You know what I wish for most right now? That he would just come home. I really have given up, as in I no longer expect anything. I don't expect e-mails or phone calls, or funny stuff relayed.

I haven't written about this lately, or blogged too frequently, because I'm truly having an awesome summer so far!! It's been a good balance between thinking time and doing time, me time and other people time. So, it has become easier for me to distance myself from the situation.

I still really miss him though. And he has NO idea. Someone commented sometime ago that I should just tell him. I can't right now. He's not here. So, it's hard to tell whether there might be a hint of anything he felt before. But the fact that I don't know doesn't bug me too much now.
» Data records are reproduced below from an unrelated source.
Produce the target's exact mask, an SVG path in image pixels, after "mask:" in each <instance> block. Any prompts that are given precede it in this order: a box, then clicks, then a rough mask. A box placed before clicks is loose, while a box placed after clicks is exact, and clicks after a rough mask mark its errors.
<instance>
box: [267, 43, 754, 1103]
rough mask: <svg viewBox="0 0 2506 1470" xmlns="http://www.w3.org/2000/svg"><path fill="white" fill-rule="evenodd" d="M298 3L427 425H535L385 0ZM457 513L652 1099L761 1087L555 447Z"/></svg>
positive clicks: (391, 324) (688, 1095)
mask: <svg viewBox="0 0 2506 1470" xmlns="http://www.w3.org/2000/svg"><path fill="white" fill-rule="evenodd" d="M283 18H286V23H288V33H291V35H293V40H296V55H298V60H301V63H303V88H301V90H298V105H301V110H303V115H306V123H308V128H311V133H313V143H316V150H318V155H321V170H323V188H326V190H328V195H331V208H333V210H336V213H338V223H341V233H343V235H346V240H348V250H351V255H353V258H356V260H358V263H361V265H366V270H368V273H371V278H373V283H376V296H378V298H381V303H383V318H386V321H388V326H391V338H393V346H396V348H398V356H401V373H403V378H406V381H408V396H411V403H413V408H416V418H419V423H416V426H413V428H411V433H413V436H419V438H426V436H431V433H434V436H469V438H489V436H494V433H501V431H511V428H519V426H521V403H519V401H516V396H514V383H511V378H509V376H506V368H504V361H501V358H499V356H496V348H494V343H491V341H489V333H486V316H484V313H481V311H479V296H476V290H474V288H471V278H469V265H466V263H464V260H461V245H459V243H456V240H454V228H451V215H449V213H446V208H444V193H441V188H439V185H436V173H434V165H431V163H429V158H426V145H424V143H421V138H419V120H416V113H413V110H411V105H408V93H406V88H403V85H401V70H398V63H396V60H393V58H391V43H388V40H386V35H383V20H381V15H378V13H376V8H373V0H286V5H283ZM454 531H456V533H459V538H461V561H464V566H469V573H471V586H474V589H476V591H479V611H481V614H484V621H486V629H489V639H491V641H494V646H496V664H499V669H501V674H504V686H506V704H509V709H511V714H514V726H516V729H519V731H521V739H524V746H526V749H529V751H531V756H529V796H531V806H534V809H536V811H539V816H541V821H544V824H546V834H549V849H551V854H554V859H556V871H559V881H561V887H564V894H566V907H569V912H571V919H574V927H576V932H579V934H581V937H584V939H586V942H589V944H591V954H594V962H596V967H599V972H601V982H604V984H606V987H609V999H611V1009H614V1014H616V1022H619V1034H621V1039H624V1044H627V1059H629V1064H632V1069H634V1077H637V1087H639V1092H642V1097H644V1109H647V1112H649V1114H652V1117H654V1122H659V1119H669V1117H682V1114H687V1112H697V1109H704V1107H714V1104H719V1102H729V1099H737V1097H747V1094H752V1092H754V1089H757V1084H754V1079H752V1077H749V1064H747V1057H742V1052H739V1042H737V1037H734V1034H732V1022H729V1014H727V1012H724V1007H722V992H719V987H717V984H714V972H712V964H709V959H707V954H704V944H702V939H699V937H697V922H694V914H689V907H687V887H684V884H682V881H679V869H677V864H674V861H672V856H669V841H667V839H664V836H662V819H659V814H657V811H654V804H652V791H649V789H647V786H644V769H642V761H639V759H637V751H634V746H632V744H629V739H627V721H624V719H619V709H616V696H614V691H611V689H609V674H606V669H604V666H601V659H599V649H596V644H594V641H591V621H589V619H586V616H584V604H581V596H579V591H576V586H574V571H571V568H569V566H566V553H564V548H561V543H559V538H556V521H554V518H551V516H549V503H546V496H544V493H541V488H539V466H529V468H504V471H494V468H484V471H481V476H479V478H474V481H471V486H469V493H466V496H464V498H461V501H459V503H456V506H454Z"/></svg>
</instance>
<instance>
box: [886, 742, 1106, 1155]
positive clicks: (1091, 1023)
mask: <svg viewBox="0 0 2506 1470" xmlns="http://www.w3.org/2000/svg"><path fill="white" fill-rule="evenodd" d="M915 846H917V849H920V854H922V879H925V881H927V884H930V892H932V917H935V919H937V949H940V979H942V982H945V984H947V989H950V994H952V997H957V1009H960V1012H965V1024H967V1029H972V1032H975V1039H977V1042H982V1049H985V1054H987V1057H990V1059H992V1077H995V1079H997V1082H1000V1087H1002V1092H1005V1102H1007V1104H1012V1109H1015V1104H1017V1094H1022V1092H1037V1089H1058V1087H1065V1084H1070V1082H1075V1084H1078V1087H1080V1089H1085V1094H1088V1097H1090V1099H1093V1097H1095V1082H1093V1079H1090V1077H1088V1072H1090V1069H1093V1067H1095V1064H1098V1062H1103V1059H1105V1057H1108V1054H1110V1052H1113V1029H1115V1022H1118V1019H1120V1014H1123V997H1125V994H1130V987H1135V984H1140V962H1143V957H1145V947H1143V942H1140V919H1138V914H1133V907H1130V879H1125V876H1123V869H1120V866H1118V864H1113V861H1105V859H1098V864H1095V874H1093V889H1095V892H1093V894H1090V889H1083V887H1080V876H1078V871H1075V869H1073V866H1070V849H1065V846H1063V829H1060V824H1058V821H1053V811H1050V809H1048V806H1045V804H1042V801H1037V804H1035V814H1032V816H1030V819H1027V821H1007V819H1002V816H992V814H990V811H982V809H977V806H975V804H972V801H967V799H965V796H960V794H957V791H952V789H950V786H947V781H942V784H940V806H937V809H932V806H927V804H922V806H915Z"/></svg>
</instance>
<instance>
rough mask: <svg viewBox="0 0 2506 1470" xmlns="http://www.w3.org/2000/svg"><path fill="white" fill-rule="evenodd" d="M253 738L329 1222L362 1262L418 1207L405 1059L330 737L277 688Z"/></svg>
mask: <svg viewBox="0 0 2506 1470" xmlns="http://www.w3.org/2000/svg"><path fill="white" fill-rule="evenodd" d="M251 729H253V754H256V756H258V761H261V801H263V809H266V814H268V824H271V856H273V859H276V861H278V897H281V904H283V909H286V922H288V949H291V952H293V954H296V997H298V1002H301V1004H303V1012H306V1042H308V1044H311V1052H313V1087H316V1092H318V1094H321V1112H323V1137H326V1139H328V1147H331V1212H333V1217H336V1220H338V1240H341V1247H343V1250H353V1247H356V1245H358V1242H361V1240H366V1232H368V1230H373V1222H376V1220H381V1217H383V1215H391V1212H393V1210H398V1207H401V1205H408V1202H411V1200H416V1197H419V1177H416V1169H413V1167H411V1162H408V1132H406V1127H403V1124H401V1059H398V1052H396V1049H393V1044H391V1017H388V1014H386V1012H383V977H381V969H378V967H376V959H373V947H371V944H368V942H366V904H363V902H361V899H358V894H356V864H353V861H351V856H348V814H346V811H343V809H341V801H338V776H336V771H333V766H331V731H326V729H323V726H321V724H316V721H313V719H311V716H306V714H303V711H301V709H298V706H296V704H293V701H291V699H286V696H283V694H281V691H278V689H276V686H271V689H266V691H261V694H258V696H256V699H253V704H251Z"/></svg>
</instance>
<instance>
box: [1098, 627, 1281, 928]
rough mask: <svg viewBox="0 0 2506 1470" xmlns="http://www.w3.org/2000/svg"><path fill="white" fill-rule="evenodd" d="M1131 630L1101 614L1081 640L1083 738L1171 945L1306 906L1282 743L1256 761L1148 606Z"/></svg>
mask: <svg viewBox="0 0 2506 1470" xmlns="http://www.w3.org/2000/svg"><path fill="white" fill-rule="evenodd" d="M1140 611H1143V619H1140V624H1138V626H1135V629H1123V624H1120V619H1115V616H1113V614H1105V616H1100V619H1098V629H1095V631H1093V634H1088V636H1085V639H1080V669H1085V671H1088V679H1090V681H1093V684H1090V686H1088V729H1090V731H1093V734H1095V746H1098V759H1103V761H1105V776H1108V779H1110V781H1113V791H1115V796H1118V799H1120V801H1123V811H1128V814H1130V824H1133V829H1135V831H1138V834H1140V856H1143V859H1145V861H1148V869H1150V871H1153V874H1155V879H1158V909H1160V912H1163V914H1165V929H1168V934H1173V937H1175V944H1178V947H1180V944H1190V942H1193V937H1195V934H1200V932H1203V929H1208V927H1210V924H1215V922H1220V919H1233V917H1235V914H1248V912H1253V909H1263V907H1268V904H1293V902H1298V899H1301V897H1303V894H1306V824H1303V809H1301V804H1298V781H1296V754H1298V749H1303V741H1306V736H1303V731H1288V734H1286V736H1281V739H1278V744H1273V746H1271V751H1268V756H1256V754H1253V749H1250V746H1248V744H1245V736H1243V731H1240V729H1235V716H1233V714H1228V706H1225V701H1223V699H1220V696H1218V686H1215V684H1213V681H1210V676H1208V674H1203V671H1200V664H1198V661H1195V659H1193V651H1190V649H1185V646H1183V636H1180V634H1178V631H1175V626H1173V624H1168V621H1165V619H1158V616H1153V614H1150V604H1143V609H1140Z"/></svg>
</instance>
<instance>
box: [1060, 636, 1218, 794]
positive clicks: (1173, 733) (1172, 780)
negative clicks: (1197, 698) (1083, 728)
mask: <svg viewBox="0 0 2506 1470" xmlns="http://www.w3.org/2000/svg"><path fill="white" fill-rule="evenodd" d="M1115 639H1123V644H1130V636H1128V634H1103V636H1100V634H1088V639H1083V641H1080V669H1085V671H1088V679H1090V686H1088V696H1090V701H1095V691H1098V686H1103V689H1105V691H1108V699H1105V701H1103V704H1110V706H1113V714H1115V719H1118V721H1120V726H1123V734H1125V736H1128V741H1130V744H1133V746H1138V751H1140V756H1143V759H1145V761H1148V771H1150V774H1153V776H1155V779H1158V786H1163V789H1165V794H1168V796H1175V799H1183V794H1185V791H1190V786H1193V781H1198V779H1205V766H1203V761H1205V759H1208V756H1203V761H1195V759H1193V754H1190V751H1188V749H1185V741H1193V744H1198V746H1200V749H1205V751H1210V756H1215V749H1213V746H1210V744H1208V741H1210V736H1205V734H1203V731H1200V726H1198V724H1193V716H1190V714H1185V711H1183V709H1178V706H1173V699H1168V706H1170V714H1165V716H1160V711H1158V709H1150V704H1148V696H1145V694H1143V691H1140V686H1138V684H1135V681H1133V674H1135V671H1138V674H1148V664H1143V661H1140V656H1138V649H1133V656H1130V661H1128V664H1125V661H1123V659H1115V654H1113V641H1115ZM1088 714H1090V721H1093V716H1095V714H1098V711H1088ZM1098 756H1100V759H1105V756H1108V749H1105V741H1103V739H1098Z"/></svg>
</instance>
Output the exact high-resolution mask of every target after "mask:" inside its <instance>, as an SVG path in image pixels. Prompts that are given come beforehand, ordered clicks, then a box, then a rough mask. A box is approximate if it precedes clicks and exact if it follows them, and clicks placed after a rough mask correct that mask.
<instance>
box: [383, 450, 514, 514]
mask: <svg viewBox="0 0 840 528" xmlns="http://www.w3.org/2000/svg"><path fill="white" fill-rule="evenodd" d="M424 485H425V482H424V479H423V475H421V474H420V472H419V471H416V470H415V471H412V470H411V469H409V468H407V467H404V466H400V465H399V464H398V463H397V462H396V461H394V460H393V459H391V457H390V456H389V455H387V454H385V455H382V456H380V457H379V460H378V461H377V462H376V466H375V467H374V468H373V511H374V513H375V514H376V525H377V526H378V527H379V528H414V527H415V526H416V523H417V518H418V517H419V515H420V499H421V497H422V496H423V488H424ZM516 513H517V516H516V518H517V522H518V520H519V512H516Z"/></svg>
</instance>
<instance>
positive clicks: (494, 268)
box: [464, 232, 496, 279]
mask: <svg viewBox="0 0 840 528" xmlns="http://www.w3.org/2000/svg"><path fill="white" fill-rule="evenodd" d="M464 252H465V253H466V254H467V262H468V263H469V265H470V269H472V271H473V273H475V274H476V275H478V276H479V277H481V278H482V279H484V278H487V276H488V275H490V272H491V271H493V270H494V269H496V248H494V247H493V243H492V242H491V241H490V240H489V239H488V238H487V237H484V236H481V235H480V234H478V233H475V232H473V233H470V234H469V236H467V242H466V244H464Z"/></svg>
I wish he'd just come home. And I wish a thousand other beautiful things, though wistfully, and without much hope. I no longer really chase after it like I used to, that is, to the extent that unspoken emotions can "chase".

All that happened to change the way I look at it is that I got tired of the push and pull of emotions. It wasn't good for me---the thinking, analyzing. Thankfully, there's a limit to how much trouble I will allow myself to go through. If I have to work so hard and always feel like I don't get anything out of it, then it can't all be good. Maybe that just means it's not right. Period. The end.

So that's why I gave up. That's why I don't get the tingly feeling I used to get when he'd say something even remotely sweet. I just take them as they are...words on a page, meaning nothing more than the most basic implications of language in context, with no imposed connotations.

Still, I wish he were here.

For those who read this...how are you guys doing? What's life like on your side of the world? I hope all is well and the world is full of colour for you! If any of you have blogs, I'd be happy to take a peek, if you'll let me. If not, that's cool too.